【おとなの読書感想文:24】俺のとっておきを出すよ👍️
どうもコウノです。
前回に引き続き、漫画ビンゴ↓に挙げた作品を紹介します。
今回は画像多いです。
計25作品(よく見たらよつばと!が2つあるな)が並んでますが、その中で恐らく最も知られていないだろう作品。
だからこそ、「(知られてなさ過ぎて)コウノじゃないと紹介出来ない隠れた名作」。
なので逆に紹介出来る自分自身にとっては元書店員としてのステータスのような所もあります。
それがこちら↓
冬水社という、大型書店じゃないと取り扱いのない版元から出てます。昔は吉祥寺企画という同人サークルでした(吉祥寺倶楽部としての名義で出された作品も手にした事あるのですが、ウィキペディアさんにはそれが記載されてない不思議)。

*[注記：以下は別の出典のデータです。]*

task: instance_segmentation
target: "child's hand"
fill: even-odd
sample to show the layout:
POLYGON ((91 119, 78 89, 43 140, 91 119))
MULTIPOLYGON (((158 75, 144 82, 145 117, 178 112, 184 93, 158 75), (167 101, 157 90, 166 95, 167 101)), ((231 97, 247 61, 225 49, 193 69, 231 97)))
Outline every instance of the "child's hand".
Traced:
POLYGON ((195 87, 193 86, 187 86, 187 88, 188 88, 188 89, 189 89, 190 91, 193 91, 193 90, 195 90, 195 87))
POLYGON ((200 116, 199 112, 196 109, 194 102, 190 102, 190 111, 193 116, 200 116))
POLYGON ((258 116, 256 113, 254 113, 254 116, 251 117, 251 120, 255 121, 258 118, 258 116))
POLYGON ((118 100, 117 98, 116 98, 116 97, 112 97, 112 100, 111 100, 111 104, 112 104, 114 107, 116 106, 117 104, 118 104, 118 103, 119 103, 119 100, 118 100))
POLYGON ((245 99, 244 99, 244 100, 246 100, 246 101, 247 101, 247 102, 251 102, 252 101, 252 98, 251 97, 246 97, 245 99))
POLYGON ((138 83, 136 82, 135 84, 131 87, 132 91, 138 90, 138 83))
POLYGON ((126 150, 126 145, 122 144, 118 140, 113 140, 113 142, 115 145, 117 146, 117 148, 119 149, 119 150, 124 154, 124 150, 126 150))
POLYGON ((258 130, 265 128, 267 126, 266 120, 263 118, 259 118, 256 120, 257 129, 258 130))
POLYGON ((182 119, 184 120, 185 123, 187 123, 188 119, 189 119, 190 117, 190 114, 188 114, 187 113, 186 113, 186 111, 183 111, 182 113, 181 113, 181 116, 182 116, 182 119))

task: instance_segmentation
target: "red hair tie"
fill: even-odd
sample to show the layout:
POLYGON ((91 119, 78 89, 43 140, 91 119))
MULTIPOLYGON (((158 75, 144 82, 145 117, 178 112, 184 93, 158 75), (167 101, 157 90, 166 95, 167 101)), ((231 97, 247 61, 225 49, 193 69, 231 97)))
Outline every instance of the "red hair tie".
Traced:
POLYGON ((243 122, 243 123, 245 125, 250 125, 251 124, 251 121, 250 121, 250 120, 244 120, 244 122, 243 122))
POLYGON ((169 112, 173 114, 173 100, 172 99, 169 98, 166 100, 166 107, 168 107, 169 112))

若かりし頃、マンガ専門の中古書店に務めていた頃、買い取られたマンガとして出会ったのがキッカケ。
で、仲の良い先輩スタッフが読み始め(休憩中は未処理の本は読んでいいルールでした)。やがてつられて私も。めっちゃ続きが気になる巻までしか買い取られてなかったので、続きが読みたい!と皆で地団駄を踏んだのは懐かしい思い出です。
最近は電子書籍でも対応されてますので、思わず懐かしくて大人買い(紙媒体はお金がなかった時にごにょごにょ)。いい時代になったもんだ。
舞台はルネサンス期のイタリア、フィレンツェ。
メディチ家のアルフォンソに画家としての才能を見出された主人公のフィオレンティーナは、やがて実在するラファエロやミケランジェロ、レオナルドダヴィンチなどの巨匠とも交流を重ね、当時では考えなれなかった「女流画家」としてその名を馳せていく。
貧乏人の娘であるフィオレンティーナは、絵を描く事を両親から快く思われず、遂には望まない結婚をさせられる形になり、絵が描けないならばと川に身を投げたところをアルフォンソに助けられます。
で、ローマ法王の養女になって、宗教画家として更に有名になり、彼女の絵が人々の心を打ち、戦争をも止める奇跡を起こす。
受胎告知って横向きの絵が一般的やのに、縦長のキャンバスに描けと言われて描いた、何ともドラマチックでダイナミックな一コマ。
しかしこれ、お披露目された数分後に賊によって火を放たれ灰となる幻の作品に。
でもフィオレンティーナはめげずに次の作品に取りかかります。
さて物語の後半では、ローマ法王からの依頼で「アテネの学堂」を完成させるラファエロと、時同じくして天地創造を作るミケランジェロ。そしてマリアの生涯を作るフィオレンティーナ。三者三様のフレスコ画が描かれていきます。
フィオレンティーナは作中に自身が出会った人々、自分自身、そして愛を育み夫となったアルフォンソなどをモチーフに、彼女独自のマリアの生涯を建物の内壁に描いていきます。
中でもアルフォンソの兄であり、のちにレオ10世となるジョヴァンニと、ミケランジェロをモチーフに描いたピエタは、2人の秘めた恋心までをも汲み取る物になっている。
基本的にはフィオレンティーナとアルフォンソの恋模様が中心ですが、この「ちょっぴりBL」テイストな2人の関係性が、好きと言えば大団円となった主人公達と違って、立場的に、過去の柵的にも決して結ばれる事はない。
そんな2人の気持ちを汲み取って、フィオレンティーナはピエタを描いたんです。
ジョヴァンニは女装もお得意の天使のような超美人↓
でも法王として賊に狙われないように、肖像画はわざと醜い別人のオッサンに描いて貰う癖のある人。
だからこそ、フィオレンティーナのマリアの生涯という作品群に、言わば義兄という大事なポジションであるジョヴァンニですが、彼がモチーフになっているのはこのピエタだけ。つまり分かる人にしか分からない。
また、先程の受胎告知の天使は「フィオレンティーナの頼みならば」と二つ返事でモデルになったジョヴァンニでしたが、結局灰になってしまったので、誰もその美しい顔を絵としては拝む事はなく、レオ10世はオッサンというイメージを崩さぬまま物語は終わります。この辺りも粋な展開です。